EgyptFeatures/Interviews

Court ruling a victory for Nile University students, faculty

Following an 18-month saga, Nile University students and faculty celebrated Sunday a court ruling that annulled an earlier decision to transfer the institution’s land and buildings to Nobel Laureate Ahmed Zewail.

The administrative court’s decision essentially means students and faculty can reclaim their campus in full, according to several sources who refuted media reports stating that the court only gave them rights to one building. The ruling also returned the rights to millions of Egyptian pounds worth of donations to the university.

“It is a long-awaited victory,” university Student Union President Ahmed Nassar told Egypt Independent.

The ruling annulled previous decisions taken by Ahmed Shafiq and Essam Sharaf, who consecutively served as prime ministers following Hosni Mubarak’s ouster, to hand over the land, labs and facilities over to the Zewail City project.

Students say bodyguards and security dogs are still stationed at the gates of the abandoned university.

“I hope the court decision is executed quickly so we can go back to our campus,” Nassar said, echoing the hopes of the wider student body.

Students and faculty have spoken out against the decision for months as the court case dragged on. For more than 80 days, they demonstrated outside the campus, and then staged a sit-in where they eventually set up tents and held lectures.

Sunday’s ruling came in response to a lawsuit filed by former MP Hamdy al-Fakhrany against the higher education minister, the prime minister and the former head of the Supreme Council of the Armed Forces seeking to cancel the transfer of land and facilities to Zewail City.

The demonstrators claimed that the Nile University administration had paid LE62 million for the right to use the campus for 99 years, and demanded that their campus remain in Zewail City and that they be allowed to use its laboratories and facilities.

Once the ruling is implemented, students and faculty can reclaim the 70 acres worth of land and buildings, while Zewail City will maintain control of 60 acres of adjacent unoccupied land.

“It would be very strange if Zewail appeals or decides not to execute the court ruling — it would mean that a Nobel Prize winner does not respect the rule of law,” Nassar said.

The court also rejected a request to turn the university from a private into a non-profit institution, according to Fatma Serag, a lawyer with the Academic Freedoms Program at the Association for Freedom of Thought and Expression, who has been following the case closely.

Before the 25 January 2011 revolt, Nile University’s Board of Trustees had requested to turn the private university into a non-profit, which was approved by the higher education minister and was pending a presidential decree.

The events of the uprising delayed the decree until Shafiq took office and gave the go-ahead for Zewail to take over the land and facilities, much to the surprise of the Nile University community.

“We do not want the university to remain privately owned.

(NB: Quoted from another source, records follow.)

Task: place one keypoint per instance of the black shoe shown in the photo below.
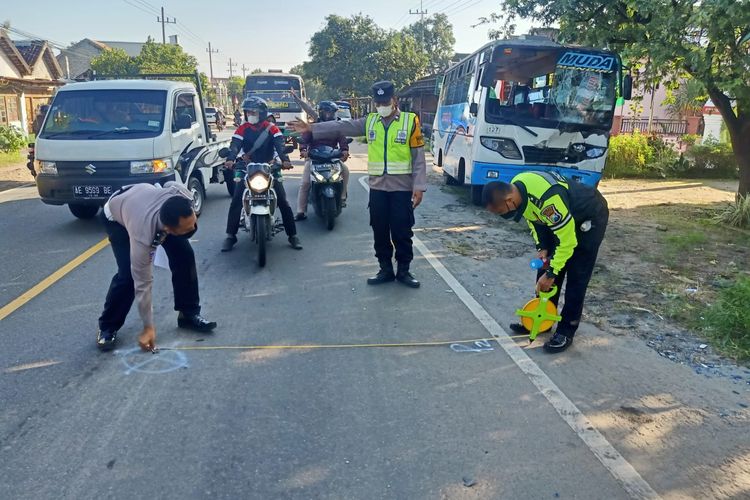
(106, 340)
(518, 328)
(558, 343)
(229, 242)
(195, 322)
(407, 279)
(385, 275)
(294, 242)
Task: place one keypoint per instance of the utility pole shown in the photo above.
(420, 12)
(164, 20)
(211, 52)
(231, 67)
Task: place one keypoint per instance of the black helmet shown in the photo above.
(256, 104)
(327, 109)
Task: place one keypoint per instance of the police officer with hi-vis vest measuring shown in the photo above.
(567, 220)
(397, 177)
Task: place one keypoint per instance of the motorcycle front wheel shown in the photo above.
(330, 211)
(259, 223)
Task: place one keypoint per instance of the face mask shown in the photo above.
(385, 111)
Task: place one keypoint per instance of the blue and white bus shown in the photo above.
(527, 103)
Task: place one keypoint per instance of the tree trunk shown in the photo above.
(738, 126)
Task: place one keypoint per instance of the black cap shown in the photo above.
(383, 91)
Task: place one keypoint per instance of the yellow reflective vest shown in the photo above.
(388, 150)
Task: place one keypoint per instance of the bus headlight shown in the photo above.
(259, 183)
(47, 167)
(158, 166)
(506, 147)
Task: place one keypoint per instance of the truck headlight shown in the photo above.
(47, 167)
(506, 147)
(158, 166)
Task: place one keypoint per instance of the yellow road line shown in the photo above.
(50, 280)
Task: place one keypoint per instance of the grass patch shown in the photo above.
(727, 321)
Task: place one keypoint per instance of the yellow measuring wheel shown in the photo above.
(539, 314)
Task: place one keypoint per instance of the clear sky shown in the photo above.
(257, 33)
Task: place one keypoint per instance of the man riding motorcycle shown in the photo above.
(257, 140)
(326, 113)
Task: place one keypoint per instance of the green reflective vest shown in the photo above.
(388, 150)
(547, 212)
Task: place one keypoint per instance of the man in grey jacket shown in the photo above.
(139, 219)
(397, 175)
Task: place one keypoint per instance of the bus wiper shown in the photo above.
(511, 121)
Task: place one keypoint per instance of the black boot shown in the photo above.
(558, 343)
(384, 275)
(404, 276)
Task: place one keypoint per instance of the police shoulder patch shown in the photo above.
(552, 214)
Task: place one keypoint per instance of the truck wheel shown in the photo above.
(199, 194)
(83, 211)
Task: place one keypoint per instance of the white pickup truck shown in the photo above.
(101, 135)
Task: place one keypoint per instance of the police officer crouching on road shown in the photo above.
(139, 219)
(397, 175)
(567, 221)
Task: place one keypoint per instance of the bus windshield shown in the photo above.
(561, 89)
(105, 114)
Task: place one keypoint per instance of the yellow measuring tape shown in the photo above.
(329, 346)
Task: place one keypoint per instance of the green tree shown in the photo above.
(707, 40)
(114, 62)
(435, 37)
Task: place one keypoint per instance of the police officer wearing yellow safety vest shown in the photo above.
(398, 177)
(568, 221)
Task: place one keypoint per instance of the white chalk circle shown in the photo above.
(138, 361)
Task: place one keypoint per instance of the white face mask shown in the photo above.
(385, 111)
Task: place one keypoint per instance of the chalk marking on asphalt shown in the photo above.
(621, 469)
(50, 280)
(478, 346)
(31, 366)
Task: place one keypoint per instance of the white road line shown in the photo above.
(620, 468)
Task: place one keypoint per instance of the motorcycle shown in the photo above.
(259, 202)
(327, 183)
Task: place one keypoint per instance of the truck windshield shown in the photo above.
(575, 91)
(105, 114)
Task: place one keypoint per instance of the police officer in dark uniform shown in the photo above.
(568, 221)
(397, 177)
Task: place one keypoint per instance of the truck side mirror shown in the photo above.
(627, 87)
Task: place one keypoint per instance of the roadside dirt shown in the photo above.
(660, 258)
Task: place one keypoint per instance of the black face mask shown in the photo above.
(189, 235)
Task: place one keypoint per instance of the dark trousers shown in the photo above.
(392, 219)
(122, 289)
(235, 209)
(578, 270)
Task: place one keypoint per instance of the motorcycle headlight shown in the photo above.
(47, 167)
(259, 183)
(158, 166)
(506, 147)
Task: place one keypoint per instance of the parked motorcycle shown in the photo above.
(258, 201)
(327, 183)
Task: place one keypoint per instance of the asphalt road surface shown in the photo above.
(360, 422)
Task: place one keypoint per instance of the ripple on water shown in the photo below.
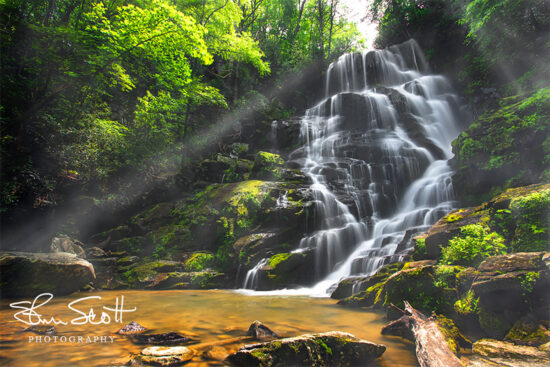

We do not want private entities to control its magnificent resources,” said Ahmed Mamdouh, a master’s student at the university.

“Turning it into a non-profit will place it under proper government supervision, and most of its unique educational resources will be for free. It is better if the university’s resources are administered by the people, and we will figure out how to pressure the executive authority to make the right decision,” he added.

Serag says this decision can be taken by the Cabinet or President Mohamed Morsy.

In September, security forces violently dispersed a sit-in, detaining five of the students who were later released by the Public Prosecution. Political forces and student movements heavily criticized the move as a grave crackdown on academic freedoms.

Students have described the former prime minister’s decision to hand the assets to Zewail as politicized, accusing Sharaf of favoring the Nobel laureate with whom he launched an NGO called the Era of Science in 2008.

They also say Zewail has no documents to prove his ownership of the land prior to the university’s establishment, labeling Shafiq and Sharaf’s decisions as invalid.

“We still fear that the executive authority may not execute the court order for political reasons or due to Zewail’s position. That’s why we will continue our sit-in until we are legally granted access to our campus,” Mamdouh said.